Do you want to improve your chances of winning consultancy contracts at ADB? Here is some practical advice assembled by ADB’s North American Representative Office gleaned from several Canadian and European companies that have successfully bid on consultancies funded by International Financial Institutions (IFIs).

Invest in the effort. Dedicate staff to your efforts and undertake thorough market research on the sector, countries, potential partners, and competitors. There is a wealth of relevant information in ADB’s Business Center. Keep across business news from ADB by following us on Linked In. Maintain a database of experts whom you can call upon to include in a proposal. Register on consultant platforms, such as ADB’s Consultant Management System. Always closely track new opportunities on the websites of IFIs  and private subscription services.  Opportunities are posted all the time, sometimes with only a short period before the closing date. It may be worth establishing a field presence through a local or regional office. Make sure that you have effective administrative, coordination, quality-control, and decision-making processes that support the pursuit of IFI contracts. Build and maintain relationships with key players in the area you wish to consult in.

Be patient and selective. It’s important to accept that success is unlikely to come overnight. The processes around consultant recruitment consume time, and the field is very competitive. Many companies develop a long-term strategy of at least 12 months when they begin to engage with organizations like ADB. A realistic objective might be to win one contract during that period. Focus your efforts and don’t respond to every consulting notice – choose to apply only where you see a good fit. It is a mistake to dilute your attempts to secure contracts. Check out ADB country business operations plans to see what projects are in the pipeline – projects that will require consultant recruitment.

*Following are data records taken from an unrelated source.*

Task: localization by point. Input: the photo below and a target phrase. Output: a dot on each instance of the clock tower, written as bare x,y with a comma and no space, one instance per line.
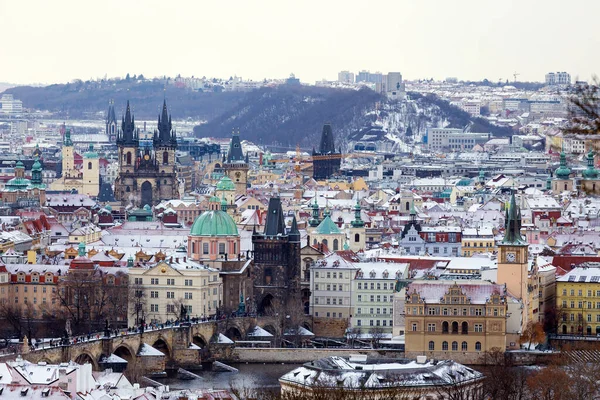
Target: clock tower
513,254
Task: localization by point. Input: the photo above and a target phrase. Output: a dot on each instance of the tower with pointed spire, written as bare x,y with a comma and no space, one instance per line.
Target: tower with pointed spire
111,122
147,174
277,264
513,254
326,162
562,181
235,165
590,183
357,230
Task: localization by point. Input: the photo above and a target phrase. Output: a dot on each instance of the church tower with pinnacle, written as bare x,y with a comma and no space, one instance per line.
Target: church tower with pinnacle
236,165
148,174
326,162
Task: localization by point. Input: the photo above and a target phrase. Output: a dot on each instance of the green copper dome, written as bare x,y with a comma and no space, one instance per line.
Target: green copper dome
214,223
590,172
225,184
563,171
91,153
327,227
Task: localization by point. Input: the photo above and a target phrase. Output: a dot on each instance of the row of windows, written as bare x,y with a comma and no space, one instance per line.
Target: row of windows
171,282
171,295
582,304
579,317
463,347
25,289
329,287
372,286
329,300
376,322
373,297
330,274
474,244
495,311
450,328
332,315
375,310
590,293
34,300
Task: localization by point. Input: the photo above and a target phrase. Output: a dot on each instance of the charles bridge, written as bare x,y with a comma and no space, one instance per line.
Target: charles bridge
183,345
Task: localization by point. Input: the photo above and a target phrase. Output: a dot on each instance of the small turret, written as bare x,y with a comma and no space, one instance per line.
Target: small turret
358,222
590,172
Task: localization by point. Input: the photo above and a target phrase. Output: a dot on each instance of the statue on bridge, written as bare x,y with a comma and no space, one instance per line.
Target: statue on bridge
183,314
241,306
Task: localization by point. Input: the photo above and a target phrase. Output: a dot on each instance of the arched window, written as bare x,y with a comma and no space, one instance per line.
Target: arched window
465,328
455,327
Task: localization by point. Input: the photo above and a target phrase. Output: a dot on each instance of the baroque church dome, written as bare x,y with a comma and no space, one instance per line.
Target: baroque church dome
214,222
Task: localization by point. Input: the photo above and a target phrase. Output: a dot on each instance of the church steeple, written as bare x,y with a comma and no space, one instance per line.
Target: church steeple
512,234
128,135
166,135
563,171
590,172
314,221
327,142
358,222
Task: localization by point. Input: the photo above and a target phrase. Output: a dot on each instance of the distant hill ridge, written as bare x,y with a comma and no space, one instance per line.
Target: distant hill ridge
285,115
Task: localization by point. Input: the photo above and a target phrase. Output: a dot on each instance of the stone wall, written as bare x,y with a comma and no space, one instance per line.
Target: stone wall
472,358
330,327
294,356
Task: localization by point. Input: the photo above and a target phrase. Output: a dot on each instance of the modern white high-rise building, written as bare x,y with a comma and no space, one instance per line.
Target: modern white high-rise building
8,105
346,77
558,78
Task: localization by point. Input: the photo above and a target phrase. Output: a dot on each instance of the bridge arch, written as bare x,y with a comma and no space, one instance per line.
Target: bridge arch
199,341
271,329
233,333
161,345
126,353
86,357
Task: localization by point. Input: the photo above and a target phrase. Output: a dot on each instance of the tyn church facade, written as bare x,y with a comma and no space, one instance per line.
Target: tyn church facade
147,169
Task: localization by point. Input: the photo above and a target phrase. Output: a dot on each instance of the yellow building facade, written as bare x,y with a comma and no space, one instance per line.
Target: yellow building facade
447,320
578,301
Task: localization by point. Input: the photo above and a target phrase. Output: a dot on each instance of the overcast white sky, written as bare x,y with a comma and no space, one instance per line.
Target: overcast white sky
51,41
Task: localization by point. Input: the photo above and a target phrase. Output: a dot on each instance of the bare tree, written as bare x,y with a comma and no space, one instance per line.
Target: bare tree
376,336
584,110
353,334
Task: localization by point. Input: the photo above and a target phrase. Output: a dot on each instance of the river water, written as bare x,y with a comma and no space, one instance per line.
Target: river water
250,376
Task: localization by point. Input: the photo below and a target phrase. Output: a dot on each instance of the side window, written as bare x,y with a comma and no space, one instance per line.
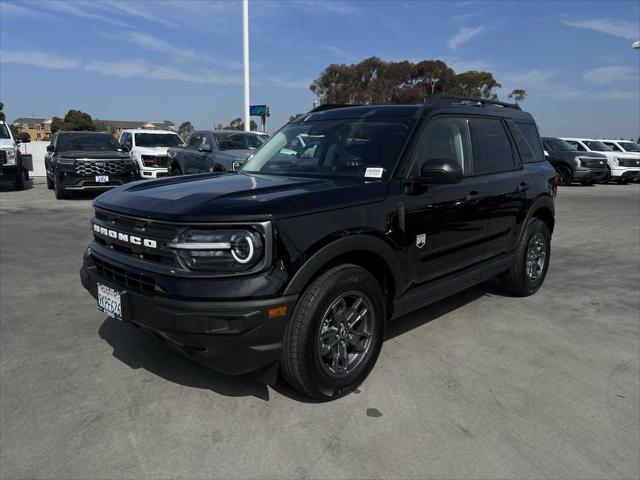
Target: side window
528,145
491,146
445,138
195,140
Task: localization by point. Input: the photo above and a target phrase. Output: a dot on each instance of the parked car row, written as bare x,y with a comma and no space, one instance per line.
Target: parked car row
85,161
589,161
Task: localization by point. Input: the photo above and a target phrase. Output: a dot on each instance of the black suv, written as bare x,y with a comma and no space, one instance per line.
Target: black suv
573,165
299,260
81,161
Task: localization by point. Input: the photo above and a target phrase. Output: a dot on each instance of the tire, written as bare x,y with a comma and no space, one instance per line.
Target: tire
58,189
565,175
20,178
524,279
320,357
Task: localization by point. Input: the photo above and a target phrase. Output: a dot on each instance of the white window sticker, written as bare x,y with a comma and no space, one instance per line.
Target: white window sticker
372,172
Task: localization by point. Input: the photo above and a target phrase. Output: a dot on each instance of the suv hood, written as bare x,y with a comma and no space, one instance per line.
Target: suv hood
230,196
99,154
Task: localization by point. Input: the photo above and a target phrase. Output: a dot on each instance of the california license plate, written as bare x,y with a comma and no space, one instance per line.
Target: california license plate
110,302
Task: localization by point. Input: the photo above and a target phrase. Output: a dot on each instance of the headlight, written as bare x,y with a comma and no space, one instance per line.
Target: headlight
220,250
10,156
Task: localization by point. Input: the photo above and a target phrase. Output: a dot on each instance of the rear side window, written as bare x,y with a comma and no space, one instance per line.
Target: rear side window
491,146
527,141
445,138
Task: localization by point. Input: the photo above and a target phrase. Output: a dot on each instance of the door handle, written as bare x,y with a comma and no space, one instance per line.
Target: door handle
472,196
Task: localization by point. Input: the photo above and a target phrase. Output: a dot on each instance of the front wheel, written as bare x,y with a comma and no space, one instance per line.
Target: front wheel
531,261
335,334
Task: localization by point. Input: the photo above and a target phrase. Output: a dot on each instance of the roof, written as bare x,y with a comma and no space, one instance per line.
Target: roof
31,121
408,111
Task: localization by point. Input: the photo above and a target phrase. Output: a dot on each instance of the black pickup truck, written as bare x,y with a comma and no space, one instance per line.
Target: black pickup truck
299,261
214,151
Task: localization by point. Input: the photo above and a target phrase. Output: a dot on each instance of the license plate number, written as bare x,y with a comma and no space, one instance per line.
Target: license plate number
109,302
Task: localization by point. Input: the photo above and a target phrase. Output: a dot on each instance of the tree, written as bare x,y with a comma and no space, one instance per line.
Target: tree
375,81
238,124
185,130
518,94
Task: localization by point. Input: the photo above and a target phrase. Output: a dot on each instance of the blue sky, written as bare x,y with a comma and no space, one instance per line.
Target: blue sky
182,60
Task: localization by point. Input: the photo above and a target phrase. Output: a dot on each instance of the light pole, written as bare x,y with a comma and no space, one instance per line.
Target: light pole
245,55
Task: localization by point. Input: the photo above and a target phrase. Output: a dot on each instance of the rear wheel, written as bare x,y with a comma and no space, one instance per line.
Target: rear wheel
335,334
565,175
531,261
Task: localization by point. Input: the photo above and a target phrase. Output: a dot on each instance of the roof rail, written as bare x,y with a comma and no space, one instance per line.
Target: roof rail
332,106
451,99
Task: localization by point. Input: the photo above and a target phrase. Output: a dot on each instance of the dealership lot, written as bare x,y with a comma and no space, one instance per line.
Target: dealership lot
480,385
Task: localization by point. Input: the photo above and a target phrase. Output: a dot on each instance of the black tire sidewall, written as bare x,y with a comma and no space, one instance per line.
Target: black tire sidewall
328,387
536,226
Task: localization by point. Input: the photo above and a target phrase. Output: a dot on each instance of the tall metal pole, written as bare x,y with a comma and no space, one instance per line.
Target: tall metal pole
245,55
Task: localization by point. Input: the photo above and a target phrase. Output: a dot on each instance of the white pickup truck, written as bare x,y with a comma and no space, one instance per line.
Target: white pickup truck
14,166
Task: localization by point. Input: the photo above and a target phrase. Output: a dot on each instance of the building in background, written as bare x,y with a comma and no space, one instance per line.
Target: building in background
37,128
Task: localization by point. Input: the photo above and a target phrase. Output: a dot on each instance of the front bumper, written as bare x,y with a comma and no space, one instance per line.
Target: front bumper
232,336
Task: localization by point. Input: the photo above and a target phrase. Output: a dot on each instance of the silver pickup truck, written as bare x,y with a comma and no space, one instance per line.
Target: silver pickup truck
214,151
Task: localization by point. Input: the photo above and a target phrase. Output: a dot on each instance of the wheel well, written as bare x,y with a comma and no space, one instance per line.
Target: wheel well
374,264
546,216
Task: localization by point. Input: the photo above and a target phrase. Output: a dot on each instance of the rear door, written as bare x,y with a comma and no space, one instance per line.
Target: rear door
445,225
495,160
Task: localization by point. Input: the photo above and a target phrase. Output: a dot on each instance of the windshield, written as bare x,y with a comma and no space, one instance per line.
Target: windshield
630,146
86,141
158,140
4,131
239,141
597,146
333,148
558,145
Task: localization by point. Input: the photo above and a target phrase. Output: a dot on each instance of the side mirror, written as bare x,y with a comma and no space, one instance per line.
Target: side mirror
440,171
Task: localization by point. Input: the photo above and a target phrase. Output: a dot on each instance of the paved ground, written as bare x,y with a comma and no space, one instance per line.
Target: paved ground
477,386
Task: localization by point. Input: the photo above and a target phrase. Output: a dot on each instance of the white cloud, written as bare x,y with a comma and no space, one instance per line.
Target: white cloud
617,28
611,73
464,35
38,59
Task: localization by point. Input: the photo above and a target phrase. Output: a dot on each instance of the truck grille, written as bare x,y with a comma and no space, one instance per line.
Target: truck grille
99,167
629,162
123,278
153,161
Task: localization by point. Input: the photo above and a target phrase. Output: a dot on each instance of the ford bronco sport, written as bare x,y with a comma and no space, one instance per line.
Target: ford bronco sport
298,261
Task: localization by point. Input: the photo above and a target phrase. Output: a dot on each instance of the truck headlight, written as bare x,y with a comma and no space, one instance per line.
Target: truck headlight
232,250
10,156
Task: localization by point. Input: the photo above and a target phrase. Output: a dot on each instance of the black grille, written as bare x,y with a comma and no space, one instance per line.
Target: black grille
123,278
629,162
153,161
593,162
106,167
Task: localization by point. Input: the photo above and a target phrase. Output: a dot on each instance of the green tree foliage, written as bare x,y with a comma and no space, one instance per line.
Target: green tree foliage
518,94
238,124
185,130
375,81
74,120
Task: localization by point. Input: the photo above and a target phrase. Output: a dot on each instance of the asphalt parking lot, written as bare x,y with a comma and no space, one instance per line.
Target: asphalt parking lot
480,385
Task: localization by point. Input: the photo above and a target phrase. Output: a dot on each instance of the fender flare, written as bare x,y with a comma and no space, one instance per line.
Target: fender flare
361,243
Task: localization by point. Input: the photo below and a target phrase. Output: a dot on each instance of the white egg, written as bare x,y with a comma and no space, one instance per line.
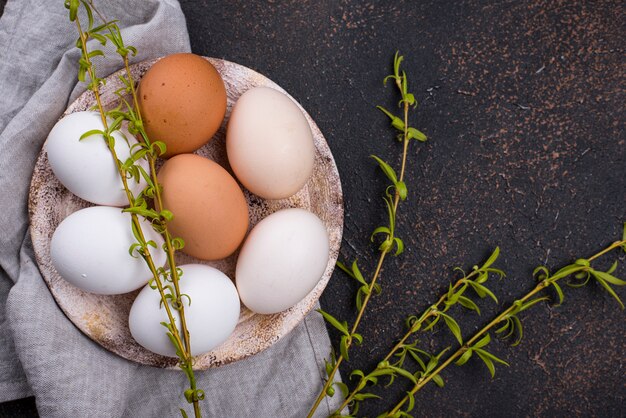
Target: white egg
211,316
283,258
269,144
90,249
85,167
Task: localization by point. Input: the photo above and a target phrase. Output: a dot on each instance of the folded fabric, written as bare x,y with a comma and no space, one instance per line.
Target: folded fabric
41,352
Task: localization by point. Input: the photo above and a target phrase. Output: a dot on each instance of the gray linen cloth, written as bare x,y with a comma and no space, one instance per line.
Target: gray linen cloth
41,352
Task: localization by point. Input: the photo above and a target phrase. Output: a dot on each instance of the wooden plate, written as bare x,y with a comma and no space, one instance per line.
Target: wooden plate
105,318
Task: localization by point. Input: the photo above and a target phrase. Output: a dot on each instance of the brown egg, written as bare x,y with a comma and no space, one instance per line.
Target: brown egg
210,211
183,101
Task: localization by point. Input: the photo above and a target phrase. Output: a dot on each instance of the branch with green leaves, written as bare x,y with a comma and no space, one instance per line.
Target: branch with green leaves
508,324
390,243
165,281
393,364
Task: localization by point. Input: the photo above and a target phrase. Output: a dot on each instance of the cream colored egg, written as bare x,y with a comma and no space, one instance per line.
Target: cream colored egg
211,316
90,249
269,144
281,261
85,167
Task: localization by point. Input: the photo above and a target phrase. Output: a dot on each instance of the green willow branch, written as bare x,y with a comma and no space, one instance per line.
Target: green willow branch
580,269
367,289
183,347
426,321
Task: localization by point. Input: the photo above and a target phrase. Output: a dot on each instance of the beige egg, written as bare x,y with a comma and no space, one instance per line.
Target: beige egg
210,210
183,102
269,144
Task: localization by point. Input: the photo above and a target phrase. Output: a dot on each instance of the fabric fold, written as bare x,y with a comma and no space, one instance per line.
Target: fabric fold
41,351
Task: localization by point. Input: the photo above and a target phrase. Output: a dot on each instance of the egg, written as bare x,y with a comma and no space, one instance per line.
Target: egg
86,167
182,98
90,249
283,258
269,144
210,210
211,316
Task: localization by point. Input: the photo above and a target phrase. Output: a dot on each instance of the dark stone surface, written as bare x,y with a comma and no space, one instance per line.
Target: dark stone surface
523,102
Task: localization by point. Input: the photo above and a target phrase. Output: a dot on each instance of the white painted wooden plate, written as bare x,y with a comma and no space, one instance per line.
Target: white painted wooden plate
105,318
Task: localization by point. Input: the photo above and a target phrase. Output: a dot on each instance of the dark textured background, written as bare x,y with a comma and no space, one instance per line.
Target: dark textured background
523,102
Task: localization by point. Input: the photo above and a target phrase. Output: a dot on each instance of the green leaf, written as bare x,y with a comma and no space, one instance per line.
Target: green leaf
90,133
358,373
438,380
559,293
492,258
99,38
343,347
545,273
507,324
483,341
95,53
345,269
342,327
413,133
566,271
453,326
402,190
411,399
464,357
399,246
389,172
73,6
468,304
343,388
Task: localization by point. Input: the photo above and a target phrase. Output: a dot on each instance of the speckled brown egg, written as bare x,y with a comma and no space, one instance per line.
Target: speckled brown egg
183,101
210,210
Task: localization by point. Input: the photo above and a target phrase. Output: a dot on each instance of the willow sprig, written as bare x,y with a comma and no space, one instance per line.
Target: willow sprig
455,295
509,323
166,282
394,193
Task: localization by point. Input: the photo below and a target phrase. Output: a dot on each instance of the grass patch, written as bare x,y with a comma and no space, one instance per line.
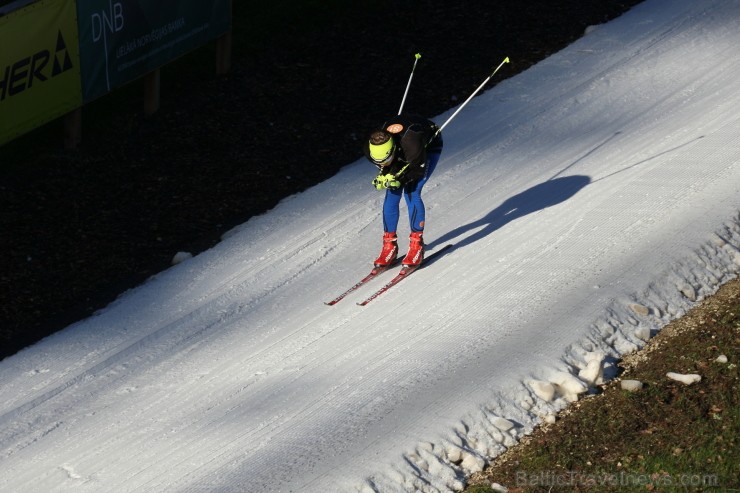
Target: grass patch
666,437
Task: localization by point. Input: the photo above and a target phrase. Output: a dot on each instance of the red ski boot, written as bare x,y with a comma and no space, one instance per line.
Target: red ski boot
390,250
416,250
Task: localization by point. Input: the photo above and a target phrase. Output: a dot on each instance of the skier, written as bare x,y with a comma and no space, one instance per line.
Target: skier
405,150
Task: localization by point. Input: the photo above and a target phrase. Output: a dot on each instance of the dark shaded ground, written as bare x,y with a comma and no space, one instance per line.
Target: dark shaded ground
77,228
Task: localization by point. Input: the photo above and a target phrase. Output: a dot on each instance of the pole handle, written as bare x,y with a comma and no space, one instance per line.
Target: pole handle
403,101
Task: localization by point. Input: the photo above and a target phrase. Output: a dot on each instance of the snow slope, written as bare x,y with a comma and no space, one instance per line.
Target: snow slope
589,200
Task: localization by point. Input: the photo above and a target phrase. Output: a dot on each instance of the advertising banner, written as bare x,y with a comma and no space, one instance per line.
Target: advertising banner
121,40
39,66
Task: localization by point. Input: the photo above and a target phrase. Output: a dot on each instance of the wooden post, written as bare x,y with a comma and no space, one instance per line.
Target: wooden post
223,54
73,128
151,92
223,48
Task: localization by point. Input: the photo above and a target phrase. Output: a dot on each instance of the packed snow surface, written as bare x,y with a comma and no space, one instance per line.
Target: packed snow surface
589,201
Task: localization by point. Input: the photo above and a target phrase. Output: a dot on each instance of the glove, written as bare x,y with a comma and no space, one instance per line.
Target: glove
386,181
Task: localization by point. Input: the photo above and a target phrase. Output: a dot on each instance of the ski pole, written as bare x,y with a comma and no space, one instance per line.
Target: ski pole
417,56
506,60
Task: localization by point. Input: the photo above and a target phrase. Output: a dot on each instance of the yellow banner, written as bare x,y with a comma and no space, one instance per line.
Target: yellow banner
39,66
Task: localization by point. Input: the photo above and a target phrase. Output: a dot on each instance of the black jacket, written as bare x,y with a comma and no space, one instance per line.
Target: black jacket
413,138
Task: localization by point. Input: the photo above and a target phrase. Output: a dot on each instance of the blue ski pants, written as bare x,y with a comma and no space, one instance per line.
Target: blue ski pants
412,193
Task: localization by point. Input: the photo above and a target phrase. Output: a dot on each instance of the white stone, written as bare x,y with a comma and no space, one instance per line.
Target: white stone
685,379
640,309
543,390
631,385
498,488
181,257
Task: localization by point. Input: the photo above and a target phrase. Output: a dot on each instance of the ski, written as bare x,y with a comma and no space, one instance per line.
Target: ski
373,274
403,274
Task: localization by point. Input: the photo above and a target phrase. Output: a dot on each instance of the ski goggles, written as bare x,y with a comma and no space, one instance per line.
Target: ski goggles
382,154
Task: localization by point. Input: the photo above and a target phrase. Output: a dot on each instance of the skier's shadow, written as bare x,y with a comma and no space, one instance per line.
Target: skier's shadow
537,198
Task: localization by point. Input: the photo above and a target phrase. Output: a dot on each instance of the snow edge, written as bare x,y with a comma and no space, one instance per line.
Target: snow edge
626,326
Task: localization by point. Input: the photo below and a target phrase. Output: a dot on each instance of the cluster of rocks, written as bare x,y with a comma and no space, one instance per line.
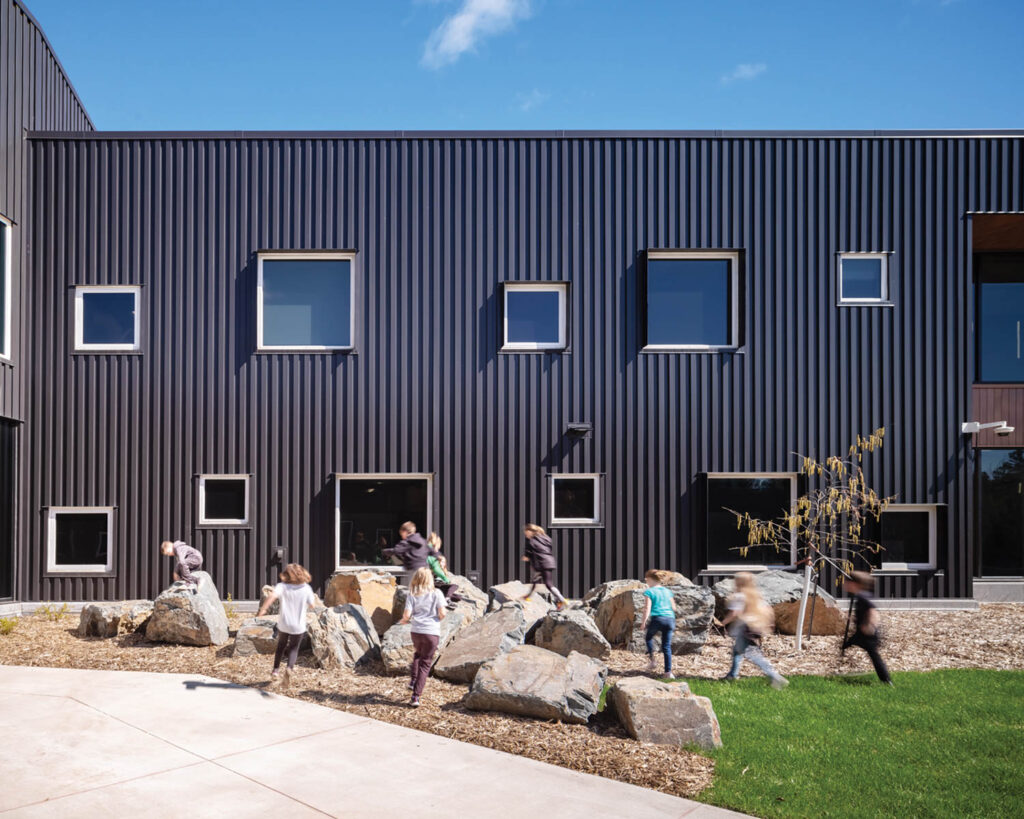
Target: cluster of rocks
517,656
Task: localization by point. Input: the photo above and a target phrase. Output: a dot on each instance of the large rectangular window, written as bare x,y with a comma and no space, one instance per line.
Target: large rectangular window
906,534
576,500
107,318
305,301
765,497
1000,317
535,316
863,278
223,500
5,289
692,300
79,541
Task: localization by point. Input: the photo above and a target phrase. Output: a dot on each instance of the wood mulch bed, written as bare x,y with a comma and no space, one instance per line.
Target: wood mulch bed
989,638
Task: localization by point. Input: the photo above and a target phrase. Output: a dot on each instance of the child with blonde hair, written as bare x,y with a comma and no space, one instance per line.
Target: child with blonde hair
296,597
658,615
749,619
425,609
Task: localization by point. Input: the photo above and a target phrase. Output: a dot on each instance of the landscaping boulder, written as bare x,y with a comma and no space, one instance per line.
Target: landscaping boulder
665,713
479,642
534,682
598,594
187,614
256,636
343,637
781,591
620,618
372,590
396,644
110,619
565,632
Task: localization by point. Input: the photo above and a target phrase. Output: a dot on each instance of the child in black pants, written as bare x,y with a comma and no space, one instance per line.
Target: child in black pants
866,634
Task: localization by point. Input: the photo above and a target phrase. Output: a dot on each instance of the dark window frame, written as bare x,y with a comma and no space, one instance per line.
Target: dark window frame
596,522
54,569
737,279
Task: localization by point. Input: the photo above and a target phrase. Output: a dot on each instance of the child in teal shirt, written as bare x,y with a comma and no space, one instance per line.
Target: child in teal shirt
658,615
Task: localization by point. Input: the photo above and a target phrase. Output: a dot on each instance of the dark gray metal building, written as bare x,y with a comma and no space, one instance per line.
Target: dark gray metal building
296,341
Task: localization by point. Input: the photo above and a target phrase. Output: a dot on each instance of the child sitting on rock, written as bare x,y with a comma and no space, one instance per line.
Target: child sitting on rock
749,619
296,597
186,559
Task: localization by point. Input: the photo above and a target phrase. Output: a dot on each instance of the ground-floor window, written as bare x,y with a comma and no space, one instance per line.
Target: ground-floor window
79,541
576,500
1001,512
223,500
369,511
764,496
906,534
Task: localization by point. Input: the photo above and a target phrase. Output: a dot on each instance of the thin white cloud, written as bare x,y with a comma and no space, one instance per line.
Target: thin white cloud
743,72
528,101
474,20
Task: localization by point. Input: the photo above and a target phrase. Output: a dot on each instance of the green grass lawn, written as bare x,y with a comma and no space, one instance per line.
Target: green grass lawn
940,743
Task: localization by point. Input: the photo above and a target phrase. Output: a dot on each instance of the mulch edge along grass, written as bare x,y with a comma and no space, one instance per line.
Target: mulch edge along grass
939,743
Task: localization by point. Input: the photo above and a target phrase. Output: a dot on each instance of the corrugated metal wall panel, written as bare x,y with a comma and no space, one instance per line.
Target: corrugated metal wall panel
438,224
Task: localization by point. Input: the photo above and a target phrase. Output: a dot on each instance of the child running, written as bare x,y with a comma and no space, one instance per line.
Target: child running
542,562
866,633
751,618
658,615
186,559
438,566
295,596
425,608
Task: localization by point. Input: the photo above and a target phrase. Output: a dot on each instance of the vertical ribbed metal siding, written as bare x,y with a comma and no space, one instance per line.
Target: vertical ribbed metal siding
438,224
34,94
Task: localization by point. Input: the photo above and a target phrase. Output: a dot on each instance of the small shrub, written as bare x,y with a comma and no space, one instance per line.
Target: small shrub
52,612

Prepare quality proposals. It’s important to read the bidding materials closely and learn what criteria will be used to rate proposals. Before you bid, make sure that you have the necessary skills and experience for the job in hand. When you learn of a new or likely opportunity, line up external experts before your competitors do, this can sometimes make the difference. Be sure to follow the application requirements closely and customize your proposal accordingly. Your proposal should speak to your ability to deliver on the specific contract requirements and highlight unique or innovative features that set your bid apart from others. Brainstorm and critique your draft proposal internally to improve it before submission. If you don’t win a contract, ask for feedback on what you could have done better. Ensure that you have a process for incorporating feedback into the next proposal.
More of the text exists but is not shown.